Tuesday, April 10, 2012
Living Room Toilet
I'm glad it's there. Last night I couldn't stop looking at it. They'll put it back where it belongs in a couple of days. After they tile the floor. But, right now, there is a freaking toilet in my living room.
We bought the place four and a half years ago. We liked everything about the condo except for the carpet in the master bedroom and the fact that the front bathroom had a bathtub but no shower. Plus, the bathtub that was in there was a spa tub from the dark ages. (Or the seventies? Whatever.) It was old and icky and I imagined there were worms and other creepy creatures living in the jets.
"No problem!" we said. "We can fix these things easily! We'll make these changes immediately! We'll make this place exactly what we want!"
And, we did. I mean, we ripped out the carpet and put in awesome cork floors. We painted and bought new furniture. We changed out the cabinets in the kitchen for open French-style shelving. But, the bathroom remained the same.

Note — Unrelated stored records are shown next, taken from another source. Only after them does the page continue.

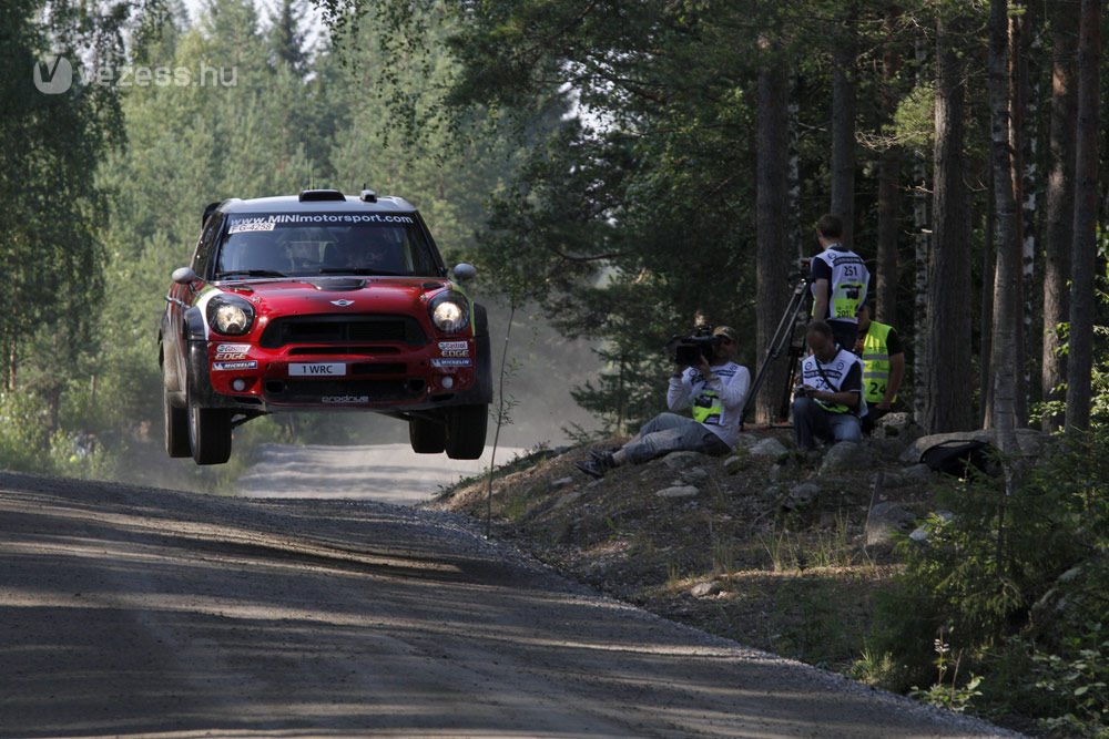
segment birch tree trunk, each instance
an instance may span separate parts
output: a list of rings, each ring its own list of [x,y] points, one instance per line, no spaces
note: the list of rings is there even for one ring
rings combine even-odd
[[[1059,325],[1070,319],[1070,244],[1075,219],[1075,127],[1078,120],[1076,57],[1079,2],[1051,6],[1051,120],[1048,138],[1047,225],[1044,232],[1044,347],[1040,392],[1064,401],[1067,358],[1060,352]],[[1046,414],[1044,430],[1060,428],[1065,413]]]
[[[970,372],[970,217],[964,173],[966,65],[959,18],[940,19],[936,35],[936,136],[933,164],[933,245],[928,259],[924,427],[965,431],[973,420]]]
[[[843,243],[854,248],[855,236],[855,44],[845,30],[835,50],[832,72],[832,204],[843,218]]]
[[[891,10],[885,21],[886,40],[882,48],[882,114],[889,120],[897,104],[894,85],[901,66],[896,42],[893,39],[896,16]],[[901,163],[902,150],[891,146],[882,152],[878,163],[878,258],[875,295],[876,318],[883,322],[896,324],[898,258],[897,237],[901,234],[898,212],[901,209]]]
[[[1082,0],[1078,35],[1078,127],[1075,222],[1071,248],[1070,351],[1067,367],[1067,431],[1090,424],[1093,369],[1095,228],[1098,216],[1098,119],[1101,0]]]

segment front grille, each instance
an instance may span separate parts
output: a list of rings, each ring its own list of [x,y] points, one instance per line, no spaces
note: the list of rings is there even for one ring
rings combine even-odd
[[[311,355],[327,355],[327,356],[338,356],[338,355],[350,355],[350,356],[364,356],[364,357],[376,357],[377,355],[399,355],[400,350],[396,347],[293,347],[288,350],[289,357],[303,357]]]
[[[358,362],[350,365],[350,374],[404,374],[408,371],[408,366],[400,362]]]
[[[367,402],[414,400],[424,394],[424,380],[284,380],[266,382],[266,398],[275,403],[321,403],[325,398],[363,398]]]
[[[285,316],[269,321],[258,345],[278,349],[289,343],[427,343],[411,316]]]

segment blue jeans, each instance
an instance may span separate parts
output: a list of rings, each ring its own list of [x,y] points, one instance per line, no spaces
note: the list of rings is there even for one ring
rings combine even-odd
[[[703,423],[676,413],[659,413],[643,424],[635,439],[623,447],[628,461],[634,464],[679,450],[716,455],[731,451]]]
[[[797,447],[816,449],[816,439],[824,441],[862,441],[863,430],[854,413],[830,413],[812,398],[793,401],[793,429]]]

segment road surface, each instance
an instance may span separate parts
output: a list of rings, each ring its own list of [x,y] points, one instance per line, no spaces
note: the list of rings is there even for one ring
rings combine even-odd
[[[0,736],[955,737],[370,501],[0,473]]]

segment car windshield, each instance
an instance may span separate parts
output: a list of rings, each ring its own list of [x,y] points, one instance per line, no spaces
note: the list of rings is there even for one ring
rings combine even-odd
[[[438,276],[433,246],[411,214],[231,215],[215,278],[321,275]]]

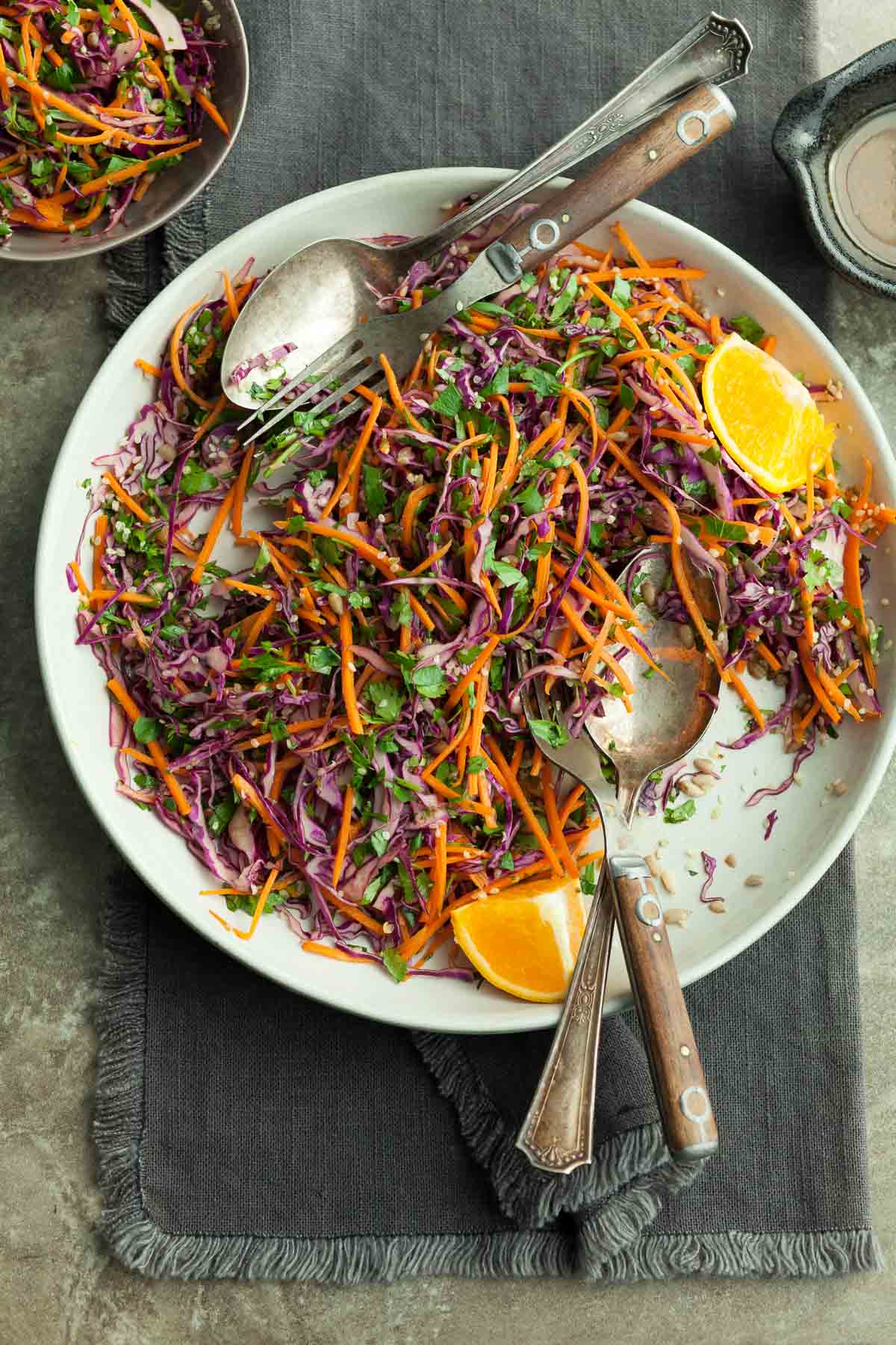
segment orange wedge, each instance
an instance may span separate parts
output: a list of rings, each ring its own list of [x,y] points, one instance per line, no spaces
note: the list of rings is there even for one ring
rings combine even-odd
[[[732,332],[707,360],[703,401],[716,437],[774,495],[819,471],[836,429],[807,390],[764,350]]]
[[[575,878],[543,878],[473,901],[454,912],[451,924],[486,981],[517,999],[549,1003],[567,993],[586,915]]]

We showered in the back bathroom. We got used to it. I mean, we'd shared a shower in Silver Lake for five years. Every time someone came to stay with us, we'd say, "Guess what? Next time you come, you'll have your own shower! That's next on our list."
I took baths in the old ass bathtub, never turning on the spa function. When I cleaned the tub, I took way too long trying to make it look new and sparkly. But, it was never new and sparkly. And, I never loved it.
So, four and a half years later, it's all happening. They're putting in a kick-ass shower and a new sparkly tub. They'll be awesome white subway tile and fancy new hexagonal floor tile when they're done. I've been working at coffee shops this week because it's too loud and crazy to be in my office. The dog is in doggie day care so he doesn't growl at the contractors or trip somebody who happens to be carrying my shiny new perfect awesome lovely super bath tub. (It's extra deep! It's pretty! It's MINE!) We are annoying our neighbors and spending way too much money. There is a layer of dust all over everything. It's totally putting me out and inconvenient and there's a toilet in my living room.
And, I couldn't be happier, you guys.